Em nosso costumeiro hábito de acompanhar guerras em curso, falamos muito sobre o passado e as raízes históricas de desavenças geopolíticas que se tornaram violentos conflitos armados. Ao cobrir diariamente a guerra na Ucrânia e no Oriente Médio, não olhamos com o devido cuidado para guerra adormecidas e que possuem grande potencial de destruição considerando os envolvidos. O exemplo mais categórico nesse caso é a península coreana, dividida pela última e mais recente vez, em 1953 com um acordo de armistício que colocou fim a violência, mas apenas pausou a guerra de forma indefinida. A guerra da Coreia, assim chamado o conflito sangrento no extremo oriente entre 1950 e 1953, também figurou no contexto da Guerra Fria, onde o fundador e primeiro ditador da Coreia do Norte, Kim Il-Sung invadiu seu vizinho em sua fronteira meridional após prévia autorização dos soviéticos.

Inicialmente acuados e sem esperanças de resistir a um exército muito superior, os sul coreanos apelaram para as Nações Unidas, que em um episódio muito peculiar na história da geopolítica global, conseguiu aprovação para enviar forças de segurança e respaldar os sul coreanos. Com os capacetes azuis provenientes de 16 países, americanos, britânicos, franceses e tantos outros soldados puderam dar aos sul coreanos uma chance de recuperar a configuração territorial de forma muito parecida com antes da guerra, mas não conseguiram evitar o que viria a seguir e se estende até os dias de hoje.

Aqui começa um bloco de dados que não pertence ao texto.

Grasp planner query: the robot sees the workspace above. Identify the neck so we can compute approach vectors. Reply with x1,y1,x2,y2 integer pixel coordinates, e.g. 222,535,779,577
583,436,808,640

Com a assinatura do armistício em 1953 e o estabelecimento da Zona Desmilitarizada da Coreia, temos o nascimento da fronteira mais tensa do mundo e que mesmo 71 anos depois ainda é motivo de preocupação e cobertura jornalística frequente. Desenvolvendo seu programa nuclear desde a década de 1950, a Coreia do Norte conduziu de forma bem-sucedida de 2006 em diante, 6 testes com armas nucleares, o que incluiu a nação mais isolada do mundo ao seleto grupo com outros 8 países detentores de bombas atômicas.

Os vizinhos do sul, mais ricos e bem relacionados com o mundo, conseguiram fortes imposições de sanções sob o regime de Pyongyang, mas o sentimento de medo apenas cresceu em meio a novos testes com ICBMs (mísseis balísticos intercontinentais), drones invadindo seu espaço aéreo e ameaças cheias de furor na televisão estatal norte coreana. Os Estados Unidos continuam em sua posição firme de principal aliado de Seul, conduzindo igualmente exercícios militares em conjunto pelo Mar do Japão e respondendo com ameaças de retaliação caso Kim Jong-Un opte por violar as fronteiras ou ataque os aliados norte-americanos.

Desde 2022 as relações entre Coreia do Norte e Coreia do Sul pioraram ainda mais, por mais que parecesse impossível. O conservador presidente sul coreano, Yun Sok Yeol, ao contrário de seu antecessor, não buscou um caminho de cooperação e diálogo com o ditador Kim Jong-Un, apenas manteve de maneira altiva a moral de seu exército para qualquer ameaça.

As demonstrações de amizade entre Seul com o presidente Joe Biden, além de exercícios militares conduzidos conjuntamente a americanos e japoneses, serviram como provocação na leitura de Pyongyang, que desde então, declarou a Coreia do Sul como principal inimigo da sua nação e deixou claro que todos os planos, sonhos e especulações para uma reunificação da península coreana no futuro, estariam imediatamente cancelados.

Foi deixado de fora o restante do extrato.